Timnas Indonesia sudah gagal lolos ke Piala Dunia 2026. Pembinaan usia muda di tanah air pun menjadi sorotan media Belanda.
Pada pekan lalu, Indonesia dipastikan gagal lolos ke Piala Dunia 2026. Tim Merah-Putih kalah 2-3 dari Arab Saudi dan tumbang 0-1 melawan Irak hingga harus mengubur mimpi berlaga di pesta sepakbola sejagad tahun depan.
Indonesia mencetak sejarah dengan menjadi negara ASEAN pertama yang lolos ke babak keempat. Kini, Indonesia diisi oleh banyak pemain naturalisasi.
Sebagai gambarannya, dalam starting XI Indonesia melawan Irak, cuma ada dua orang pemain yang lahir dari kompetisi lokal. Ricky Kambuaya dan Rizky Ridho merupakan pemain itu.
Akibat dari kegagalan itu sudah jelas. Patrick Kluivert dan semua staf pelatih asal Belanda sudah meninggalkan posnya sebagai juru taktik Timnas Indonesia.
Media Belanda, NOS, yang menyorot pembinaan usia muda di Indonesia. Mereka membandingkan dengan penempaan yang dilakukan di Negeri Kincir Angin.
“Saat Frenkie de Jong berusia 12 tahun, ada banyak pelatih usia muda profesional yang bekerja pada talentanya setiap hari selama bertahun-tahun. Sementara pemain muda Indonesia, Andi Fatih, dia hanya mempunyai kakeknya untuk membantunya, menendang bola dengannya di lapangan dekat rumahnya di Jakarta,” kata NOS membuka tulisannya.
Banyaknya pemain naturalisasi di tubuh Timnas, dipertanyakan oleh NOS. Memang, naturalisasi tak cuma dilakukan PSSI di level Timnas senior. Ada juga di kelompok umur U-17, U-23, juga Timnas putri.

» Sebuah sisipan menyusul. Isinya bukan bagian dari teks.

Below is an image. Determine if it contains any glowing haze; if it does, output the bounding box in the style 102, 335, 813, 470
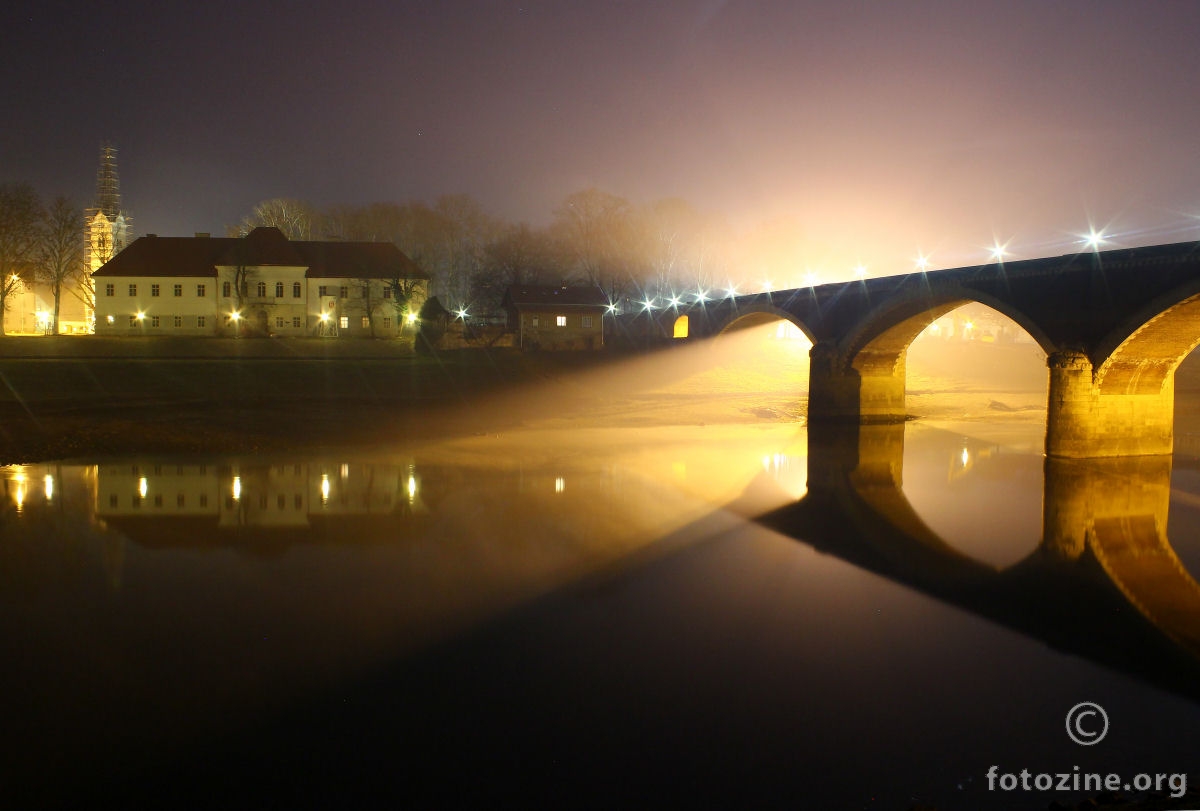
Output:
0, 0, 1200, 287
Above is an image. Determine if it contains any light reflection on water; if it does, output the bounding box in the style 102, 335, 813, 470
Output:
0, 425, 1200, 807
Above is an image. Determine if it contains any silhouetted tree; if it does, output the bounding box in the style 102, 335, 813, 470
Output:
34, 197, 90, 335
0, 184, 43, 336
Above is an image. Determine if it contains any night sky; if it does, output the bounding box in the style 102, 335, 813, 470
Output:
0, 0, 1200, 277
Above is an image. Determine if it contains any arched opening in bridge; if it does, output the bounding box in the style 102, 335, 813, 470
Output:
897, 302, 1049, 424
707, 311, 812, 420
671, 316, 688, 338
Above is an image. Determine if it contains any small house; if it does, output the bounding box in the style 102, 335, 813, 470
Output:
503, 284, 608, 350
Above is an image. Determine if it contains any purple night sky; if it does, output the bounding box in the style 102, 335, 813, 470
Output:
0, 0, 1200, 277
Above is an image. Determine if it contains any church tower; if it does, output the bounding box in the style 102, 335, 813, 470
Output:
86, 144, 130, 271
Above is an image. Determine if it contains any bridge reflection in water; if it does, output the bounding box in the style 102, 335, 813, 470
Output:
734, 417, 1200, 701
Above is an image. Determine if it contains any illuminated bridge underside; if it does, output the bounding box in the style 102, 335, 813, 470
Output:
748, 425, 1200, 697
689, 242, 1200, 458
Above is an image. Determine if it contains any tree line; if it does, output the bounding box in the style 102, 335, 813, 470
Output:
228, 188, 732, 313
0, 182, 94, 336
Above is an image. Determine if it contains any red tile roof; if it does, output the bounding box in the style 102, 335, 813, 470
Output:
92, 228, 428, 278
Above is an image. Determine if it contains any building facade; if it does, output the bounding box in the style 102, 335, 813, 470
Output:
504, 284, 610, 350
92, 228, 428, 337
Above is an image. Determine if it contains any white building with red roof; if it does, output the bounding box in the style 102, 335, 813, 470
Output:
92, 228, 428, 337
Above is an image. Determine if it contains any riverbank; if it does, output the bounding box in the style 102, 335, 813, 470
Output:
0, 336, 1200, 464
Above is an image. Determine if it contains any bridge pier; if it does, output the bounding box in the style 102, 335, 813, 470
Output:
1045, 350, 1175, 458
809, 342, 906, 422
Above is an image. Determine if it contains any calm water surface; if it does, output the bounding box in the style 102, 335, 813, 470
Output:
0, 422, 1200, 809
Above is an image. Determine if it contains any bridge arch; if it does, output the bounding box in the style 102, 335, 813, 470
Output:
1093, 280, 1200, 395
713, 302, 817, 343
839, 289, 1057, 370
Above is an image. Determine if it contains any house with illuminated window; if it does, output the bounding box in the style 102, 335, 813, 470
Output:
503, 284, 610, 349
92, 228, 428, 337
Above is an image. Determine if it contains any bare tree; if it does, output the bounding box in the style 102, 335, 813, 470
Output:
34, 196, 85, 335
0, 184, 42, 336
230, 197, 318, 240
554, 188, 636, 300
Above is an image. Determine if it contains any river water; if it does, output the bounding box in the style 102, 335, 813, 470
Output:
0, 403, 1200, 809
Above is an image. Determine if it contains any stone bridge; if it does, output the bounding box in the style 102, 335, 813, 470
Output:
686, 242, 1200, 458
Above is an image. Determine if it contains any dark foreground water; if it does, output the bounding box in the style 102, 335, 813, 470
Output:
0, 423, 1200, 810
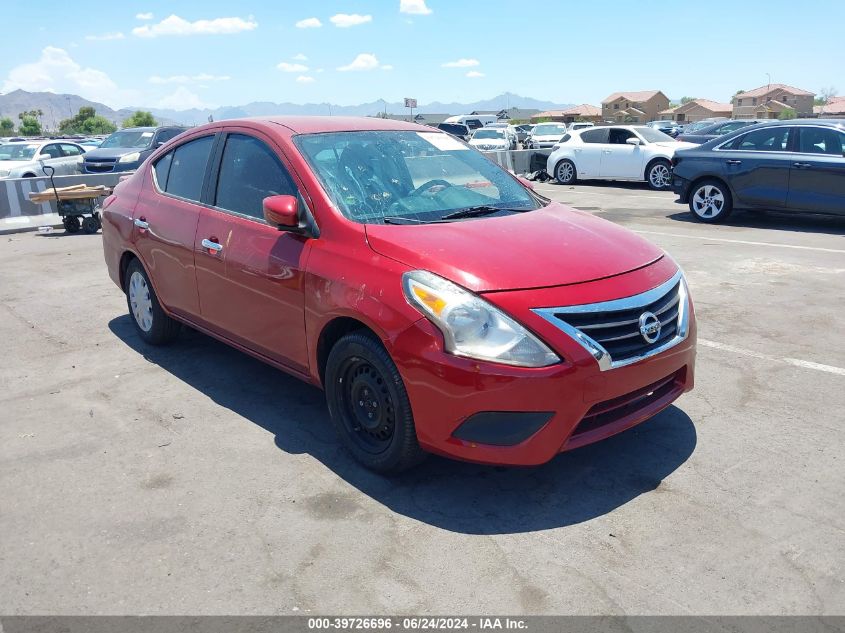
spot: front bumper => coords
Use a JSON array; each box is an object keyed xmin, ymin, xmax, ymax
[{"xmin": 391, "ymin": 263, "xmax": 696, "ymax": 465}]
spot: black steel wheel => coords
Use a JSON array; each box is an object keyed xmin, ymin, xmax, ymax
[{"xmin": 325, "ymin": 331, "xmax": 425, "ymax": 472}]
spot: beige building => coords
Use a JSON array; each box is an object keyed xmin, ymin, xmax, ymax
[
  {"xmin": 601, "ymin": 90, "xmax": 669, "ymax": 123},
  {"xmin": 531, "ymin": 103, "xmax": 601, "ymax": 123},
  {"xmin": 659, "ymin": 99, "xmax": 733, "ymax": 123},
  {"xmin": 731, "ymin": 84, "xmax": 816, "ymax": 119}
]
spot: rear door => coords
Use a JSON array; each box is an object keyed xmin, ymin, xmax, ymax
[
  {"xmin": 572, "ymin": 127, "xmax": 608, "ymax": 178},
  {"xmin": 195, "ymin": 127, "xmax": 310, "ymax": 372},
  {"xmin": 786, "ymin": 126, "xmax": 845, "ymax": 215},
  {"xmin": 715, "ymin": 125, "xmax": 793, "ymax": 209},
  {"xmin": 600, "ymin": 127, "xmax": 644, "ymax": 178},
  {"xmin": 133, "ymin": 133, "xmax": 215, "ymax": 319}
]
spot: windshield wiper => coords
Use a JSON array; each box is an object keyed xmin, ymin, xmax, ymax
[{"xmin": 440, "ymin": 204, "xmax": 530, "ymax": 220}]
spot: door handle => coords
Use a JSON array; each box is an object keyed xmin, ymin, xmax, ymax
[{"xmin": 201, "ymin": 239, "xmax": 223, "ymax": 253}]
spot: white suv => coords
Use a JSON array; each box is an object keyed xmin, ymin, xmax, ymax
[{"xmin": 546, "ymin": 125, "xmax": 695, "ymax": 190}]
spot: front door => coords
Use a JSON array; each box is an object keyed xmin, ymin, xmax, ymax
[
  {"xmin": 786, "ymin": 126, "xmax": 845, "ymax": 215},
  {"xmin": 132, "ymin": 134, "xmax": 215, "ymax": 319},
  {"xmin": 195, "ymin": 128, "xmax": 310, "ymax": 372}
]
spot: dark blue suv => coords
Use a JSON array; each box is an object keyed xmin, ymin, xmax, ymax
[{"xmin": 672, "ymin": 119, "xmax": 845, "ymax": 222}]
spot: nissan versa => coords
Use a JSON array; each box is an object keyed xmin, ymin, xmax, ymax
[{"xmin": 103, "ymin": 117, "xmax": 695, "ymax": 472}]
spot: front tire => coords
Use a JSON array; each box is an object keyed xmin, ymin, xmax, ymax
[
  {"xmin": 555, "ymin": 158, "xmax": 578, "ymax": 185},
  {"xmin": 689, "ymin": 178, "xmax": 733, "ymax": 224},
  {"xmin": 126, "ymin": 259, "xmax": 182, "ymax": 345},
  {"xmin": 646, "ymin": 160, "xmax": 672, "ymax": 191},
  {"xmin": 325, "ymin": 331, "xmax": 426, "ymax": 473}
]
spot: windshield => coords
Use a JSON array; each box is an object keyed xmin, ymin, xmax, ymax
[
  {"xmin": 100, "ymin": 130, "xmax": 153, "ymax": 149},
  {"xmin": 531, "ymin": 125, "xmax": 566, "ymax": 136},
  {"xmin": 294, "ymin": 131, "xmax": 540, "ymax": 224},
  {"xmin": 635, "ymin": 127, "xmax": 675, "ymax": 143},
  {"xmin": 472, "ymin": 128, "xmax": 505, "ymax": 138},
  {"xmin": 0, "ymin": 144, "xmax": 38, "ymax": 160}
]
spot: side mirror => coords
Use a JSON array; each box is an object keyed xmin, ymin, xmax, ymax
[
  {"xmin": 263, "ymin": 196, "xmax": 301, "ymax": 232},
  {"xmin": 516, "ymin": 176, "xmax": 534, "ymax": 191}
]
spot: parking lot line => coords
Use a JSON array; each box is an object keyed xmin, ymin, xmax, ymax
[
  {"xmin": 698, "ymin": 339, "xmax": 845, "ymax": 376},
  {"xmin": 630, "ymin": 229, "xmax": 845, "ymax": 254}
]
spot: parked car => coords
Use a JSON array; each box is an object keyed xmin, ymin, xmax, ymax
[
  {"xmin": 678, "ymin": 119, "xmax": 760, "ymax": 145},
  {"xmin": 82, "ymin": 126, "xmax": 187, "ymax": 174},
  {"xmin": 526, "ymin": 123, "xmax": 566, "ymax": 149},
  {"xmin": 103, "ymin": 117, "xmax": 696, "ymax": 471},
  {"xmin": 672, "ymin": 119, "xmax": 845, "ymax": 222},
  {"xmin": 437, "ymin": 123, "xmax": 472, "ymax": 141},
  {"xmin": 546, "ymin": 125, "xmax": 692, "ymax": 190},
  {"xmin": 0, "ymin": 141, "xmax": 85, "ymax": 178},
  {"xmin": 469, "ymin": 126, "xmax": 515, "ymax": 152},
  {"xmin": 515, "ymin": 123, "xmax": 534, "ymax": 143}
]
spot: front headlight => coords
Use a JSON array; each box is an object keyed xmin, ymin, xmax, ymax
[
  {"xmin": 117, "ymin": 152, "xmax": 141, "ymax": 163},
  {"xmin": 402, "ymin": 270, "xmax": 560, "ymax": 367}
]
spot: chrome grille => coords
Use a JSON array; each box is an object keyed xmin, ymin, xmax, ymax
[{"xmin": 534, "ymin": 271, "xmax": 689, "ymax": 370}]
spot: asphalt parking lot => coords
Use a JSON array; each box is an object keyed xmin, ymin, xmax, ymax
[{"xmin": 0, "ymin": 183, "xmax": 845, "ymax": 615}]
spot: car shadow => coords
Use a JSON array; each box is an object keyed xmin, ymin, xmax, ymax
[
  {"xmin": 666, "ymin": 210, "xmax": 845, "ymax": 236},
  {"xmin": 109, "ymin": 315, "xmax": 696, "ymax": 534}
]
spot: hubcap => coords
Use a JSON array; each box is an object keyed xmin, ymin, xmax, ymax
[
  {"xmin": 557, "ymin": 163, "xmax": 573, "ymax": 182},
  {"xmin": 650, "ymin": 164, "xmax": 669, "ymax": 189},
  {"xmin": 129, "ymin": 270, "xmax": 153, "ymax": 332},
  {"xmin": 340, "ymin": 357, "xmax": 396, "ymax": 453},
  {"xmin": 692, "ymin": 185, "xmax": 725, "ymax": 218}
]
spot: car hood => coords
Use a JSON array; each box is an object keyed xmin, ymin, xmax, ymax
[
  {"xmin": 366, "ymin": 202, "xmax": 663, "ymax": 292},
  {"xmin": 85, "ymin": 147, "xmax": 149, "ymax": 158}
]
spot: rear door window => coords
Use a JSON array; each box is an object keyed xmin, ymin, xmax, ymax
[
  {"xmin": 214, "ymin": 134, "xmax": 298, "ymax": 219},
  {"xmin": 162, "ymin": 136, "xmax": 214, "ymax": 202}
]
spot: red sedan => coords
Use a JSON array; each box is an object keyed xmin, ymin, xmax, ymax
[{"xmin": 103, "ymin": 117, "xmax": 695, "ymax": 472}]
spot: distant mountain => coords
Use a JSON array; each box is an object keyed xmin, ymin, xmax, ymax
[
  {"xmin": 0, "ymin": 90, "xmax": 572, "ymax": 130},
  {"xmin": 0, "ymin": 90, "xmax": 172, "ymax": 130}
]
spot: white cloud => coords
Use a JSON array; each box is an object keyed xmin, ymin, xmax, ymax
[
  {"xmin": 0, "ymin": 46, "xmax": 138, "ymax": 106},
  {"xmin": 132, "ymin": 15, "xmax": 258, "ymax": 37},
  {"xmin": 399, "ymin": 0, "xmax": 431, "ymax": 15},
  {"xmin": 147, "ymin": 73, "xmax": 231, "ymax": 84},
  {"xmin": 329, "ymin": 13, "xmax": 373, "ymax": 29},
  {"xmin": 85, "ymin": 31, "xmax": 126, "ymax": 42},
  {"xmin": 296, "ymin": 18, "xmax": 323, "ymax": 29},
  {"xmin": 156, "ymin": 86, "xmax": 214, "ymax": 110},
  {"xmin": 441, "ymin": 57, "xmax": 481, "ymax": 68},
  {"xmin": 276, "ymin": 62, "xmax": 308, "ymax": 73}
]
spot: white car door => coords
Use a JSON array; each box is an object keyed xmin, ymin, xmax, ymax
[
  {"xmin": 601, "ymin": 127, "xmax": 645, "ymax": 178},
  {"xmin": 572, "ymin": 127, "xmax": 607, "ymax": 178}
]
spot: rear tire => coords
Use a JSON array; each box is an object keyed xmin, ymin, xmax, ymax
[
  {"xmin": 554, "ymin": 158, "xmax": 578, "ymax": 185},
  {"xmin": 126, "ymin": 259, "xmax": 182, "ymax": 345},
  {"xmin": 645, "ymin": 159, "xmax": 672, "ymax": 191},
  {"xmin": 689, "ymin": 178, "xmax": 733, "ymax": 224},
  {"xmin": 325, "ymin": 331, "xmax": 426, "ymax": 473}
]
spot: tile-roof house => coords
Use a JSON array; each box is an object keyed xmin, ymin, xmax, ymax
[
  {"xmin": 659, "ymin": 99, "xmax": 733, "ymax": 123},
  {"xmin": 601, "ymin": 90, "xmax": 669, "ymax": 123},
  {"xmin": 731, "ymin": 84, "xmax": 816, "ymax": 119},
  {"xmin": 813, "ymin": 97, "xmax": 845, "ymax": 119},
  {"xmin": 531, "ymin": 103, "xmax": 601, "ymax": 123}
]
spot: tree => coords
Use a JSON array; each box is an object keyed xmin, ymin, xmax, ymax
[
  {"xmin": 59, "ymin": 106, "xmax": 117, "ymax": 134},
  {"xmin": 18, "ymin": 113, "xmax": 41, "ymax": 136},
  {"xmin": 123, "ymin": 110, "xmax": 158, "ymax": 127}
]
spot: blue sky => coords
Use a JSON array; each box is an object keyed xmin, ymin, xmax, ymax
[{"xmin": 0, "ymin": 0, "xmax": 845, "ymax": 109}]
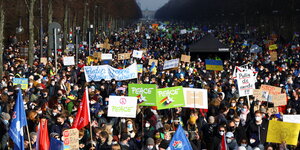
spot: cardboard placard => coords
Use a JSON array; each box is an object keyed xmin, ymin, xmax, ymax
[
  {"xmin": 181, "ymin": 55, "xmax": 191, "ymax": 62},
  {"xmin": 63, "ymin": 128, "xmax": 79, "ymax": 150},
  {"xmin": 270, "ymin": 51, "xmax": 278, "ymax": 61},
  {"xmin": 148, "ymin": 59, "xmax": 158, "ymax": 66}
]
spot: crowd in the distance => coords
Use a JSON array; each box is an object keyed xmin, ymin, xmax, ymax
[{"xmin": 0, "ymin": 21, "xmax": 300, "ymax": 150}]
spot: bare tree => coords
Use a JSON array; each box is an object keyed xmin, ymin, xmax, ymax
[{"xmin": 0, "ymin": 0, "xmax": 4, "ymax": 79}]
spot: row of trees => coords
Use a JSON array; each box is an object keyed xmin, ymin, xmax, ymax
[
  {"xmin": 156, "ymin": 0, "xmax": 300, "ymax": 37},
  {"xmin": 0, "ymin": 0, "xmax": 141, "ymax": 77}
]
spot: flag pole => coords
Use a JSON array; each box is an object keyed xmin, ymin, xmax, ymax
[{"xmin": 26, "ymin": 125, "xmax": 32, "ymax": 150}]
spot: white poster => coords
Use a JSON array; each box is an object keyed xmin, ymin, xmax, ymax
[
  {"xmin": 101, "ymin": 54, "xmax": 112, "ymax": 60},
  {"xmin": 132, "ymin": 50, "xmax": 143, "ymax": 58},
  {"xmin": 163, "ymin": 58, "xmax": 179, "ymax": 70},
  {"xmin": 63, "ymin": 56, "xmax": 75, "ymax": 66},
  {"xmin": 183, "ymin": 88, "xmax": 208, "ymax": 109},
  {"xmin": 283, "ymin": 115, "xmax": 300, "ymax": 123},
  {"xmin": 107, "ymin": 96, "xmax": 137, "ymax": 118},
  {"xmin": 237, "ymin": 70, "xmax": 255, "ymax": 97}
]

NOS lantas mempertanyakan bagaimana sepakbola Indonesia akan bisa mengembangkan sepakbola dengan lebih mandiri dengan memperbesar peran pelatih dan pemain lokal. Cerita Andi Fatih yang digarisbawahi, seorang pemain muda di Jakarta cuma berlatih dengan kakeknya, kurang mendapat sentuhan pelatih profesional usia muda.
Pelatih asal Belanda, Edwin Klok, yang kini bekerja untuk Persis Solo sebagai pemandu bakat dan peran teknik, menjelaskan kepada NOS mengenai kondisi pembinaan usia muda di Indonesia.
“Beberapa akademi pemain muda di sini hampir tidak mampu memenuhi kebutuhan finansial. Ada klub profesional yang mewajibkan orangtua harus membayar agar anaknya bisa berpartisipasi dalam sebuah program. Begitulah usaha mereka mencoba untuk menutupi biaya operasional,” kata Klok dalam wawancara dengan NOS.
“Anda tak bisa membandingkan Indonesia dengan negara lain, seperti Belanda. Sepakbola amatir tidak ada. Ada turnamen kecil, tapi tidak ada piramida sepakbola yang lengkap.”
“Pemain yang terlambat menjadi pesepakbola kurang fondasi. Banyak talenta Indonesia yang saya lihat mempunyai kemampuan dribble yang bagus, tapi mereka tidak tahu alur bermain dan kurang keahlian taktis.”
“Pemain harus ditemukan lebih awal dan dikembangkan di klub dengan visi jelas. Lantas, anda mempunyai kesempatan emas di sini –dengan ratusan juta anak-anak,” kata dia menambahkan.
Fatih adalah salah satu bocah yang beruntung. Dia mendapat tempaan dari Asiana Soccer School, hingga bisa menembus skuad Timnas U-17 yang akan berlaga di Piala Dunia U-17 2025 bulan depan. Asiana Soccer School merupakan salah satu klub yang mempunyai fasilitas bagus dan pelatih yang mumpuni juga.
“Pertama-tama, banyak pemain muda di sini bahkan tak berani bermimpi besar. Mereka bahkan tak bisa membayangkan bisa mencapai level tertinggi,” kata pelatih Asiana Soccer School, Astino Taufik.
“Dan kami belum mempunyai jaringan pencari bakat yang luas di sini, yang menemukan bakat. Lalu, bagaimana anda menentukan pemain mana yang tampil konsisten dan kepada siapa anda menginvestasikan waktu anda?”
“Kami beruntung, dengan lapangan dan fasilitas yang bagus. Malangnya itu tak bisa terjadi pada banyak klub lain.” kata dia menambahkan.